July 18 (Bloomberg) -- EFG Eurobank Ergasias SA, Greece’s second-largest bank, expects to close the sale of as much as 70 percent of its Turkish unit by the end of the year.
“We estimate this will be closed by the end of the year,” Nikolaos Karamouzis, deputy chief executive officer at the Athens-based lender, said in a phone interview today. He added that was interest in the sale and that the transaction would add about 80 basis points to the bank’s Tier 1 capital ratio.
Eurobank’s planned 150 million-euro ($211 million) convertible bond will add another 30 basis points to the ratio and unallocated general provisions of 220 million euros an additional 50 basis points, he said.
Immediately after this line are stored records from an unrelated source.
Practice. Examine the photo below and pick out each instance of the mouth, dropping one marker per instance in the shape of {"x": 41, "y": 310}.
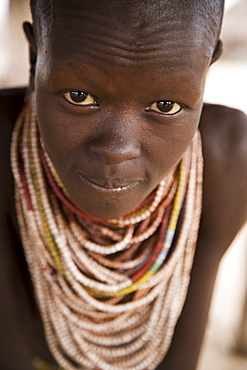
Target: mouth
{"x": 108, "y": 185}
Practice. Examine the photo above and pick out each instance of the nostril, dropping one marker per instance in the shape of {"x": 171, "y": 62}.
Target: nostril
{"x": 115, "y": 150}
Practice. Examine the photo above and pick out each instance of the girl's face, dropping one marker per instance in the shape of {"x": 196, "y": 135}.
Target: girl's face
{"x": 117, "y": 105}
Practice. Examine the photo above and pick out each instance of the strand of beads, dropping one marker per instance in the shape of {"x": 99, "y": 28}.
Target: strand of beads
{"x": 109, "y": 293}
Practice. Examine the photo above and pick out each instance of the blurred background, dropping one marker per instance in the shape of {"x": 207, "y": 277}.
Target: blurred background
{"x": 225, "y": 343}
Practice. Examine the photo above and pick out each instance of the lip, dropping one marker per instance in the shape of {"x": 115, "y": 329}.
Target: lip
{"x": 111, "y": 186}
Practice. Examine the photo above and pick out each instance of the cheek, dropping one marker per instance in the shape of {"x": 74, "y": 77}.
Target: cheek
{"x": 60, "y": 132}
{"x": 168, "y": 143}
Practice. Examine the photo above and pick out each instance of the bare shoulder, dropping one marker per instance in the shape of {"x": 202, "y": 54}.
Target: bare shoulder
{"x": 224, "y": 137}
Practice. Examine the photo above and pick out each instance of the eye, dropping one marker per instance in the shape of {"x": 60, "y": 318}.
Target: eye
{"x": 165, "y": 107}
{"x": 80, "y": 98}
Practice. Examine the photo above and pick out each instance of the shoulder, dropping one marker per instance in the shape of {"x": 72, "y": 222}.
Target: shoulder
{"x": 11, "y": 101}
{"x": 224, "y": 137}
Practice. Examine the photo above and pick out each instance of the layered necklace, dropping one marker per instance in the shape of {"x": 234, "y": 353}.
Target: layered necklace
{"x": 109, "y": 292}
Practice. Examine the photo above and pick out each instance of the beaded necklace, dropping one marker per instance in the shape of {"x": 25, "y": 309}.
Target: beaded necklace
{"x": 109, "y": 292}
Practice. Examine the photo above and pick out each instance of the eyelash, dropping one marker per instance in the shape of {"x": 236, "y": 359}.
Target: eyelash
{"x": 175, "y": 107}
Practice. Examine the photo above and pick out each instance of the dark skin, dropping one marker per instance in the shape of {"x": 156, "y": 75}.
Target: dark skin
{"x": 119, "y": 133}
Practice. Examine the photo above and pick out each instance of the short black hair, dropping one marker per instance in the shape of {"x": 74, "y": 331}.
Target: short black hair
{"x": 209, "y": 12}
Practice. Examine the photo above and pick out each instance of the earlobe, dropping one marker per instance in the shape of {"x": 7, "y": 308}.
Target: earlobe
{"x": 217, "y": 51}
{"x": 28, "y": 29}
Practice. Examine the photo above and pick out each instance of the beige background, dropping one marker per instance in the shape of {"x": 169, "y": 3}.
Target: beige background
{"x": 226, "y": 84}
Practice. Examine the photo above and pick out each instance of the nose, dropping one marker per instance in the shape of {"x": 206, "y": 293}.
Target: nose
{"x": 118, "y": 140}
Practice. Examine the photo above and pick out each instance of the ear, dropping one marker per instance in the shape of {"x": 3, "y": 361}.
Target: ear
{"x": 29, "y": 32}
{"x": 217, "y": 51}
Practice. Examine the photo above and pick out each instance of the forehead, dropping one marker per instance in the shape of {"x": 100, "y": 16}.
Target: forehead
{"x": 150, "y": 34}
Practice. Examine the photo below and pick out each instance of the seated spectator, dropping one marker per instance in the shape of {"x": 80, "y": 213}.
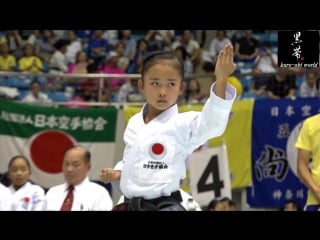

Eurobank was one of two Greek lenders who fell short of European stress tests released on Friday, with a Tier 1 capital ratio, a measure of financial strength, of 4.9 percent under an adverse scenario, missing the 5 percent minimum designated as necessary by the European Banking Authority. That’s 58 million euros ($82 million) short of the required capital target.
The ratio came to 7.6 percent when accounting for Eurobank’s sale of a stake in Polbank EFG, its Polish business, to Raiffeisen Bank International AG in February and its merger with Dias Portfolio Investment Fund.
The Poland and Dias deals alone, both completed, bring the bank to 6 percent, “marginally over that grey area between 5 percent and six percent,” Karamouzis said.
Eurobank said last week it may sell a stake in Turkish unit Eurobank Tekfen, allowing the bank to re-direct resources to its international operations while strengthening its capital and liquidity. Karamouzis said the bank didn’t plan the sale of any other international units for the moment.
The disposal is the second for Eurobank after its sale of a stake in Polbank EFG to Raiffeisen in February. Raiffeisen paid 490 million euros for a 70 percent stake in money-losing Polbank, helping lift Eurobank’s balance sheet.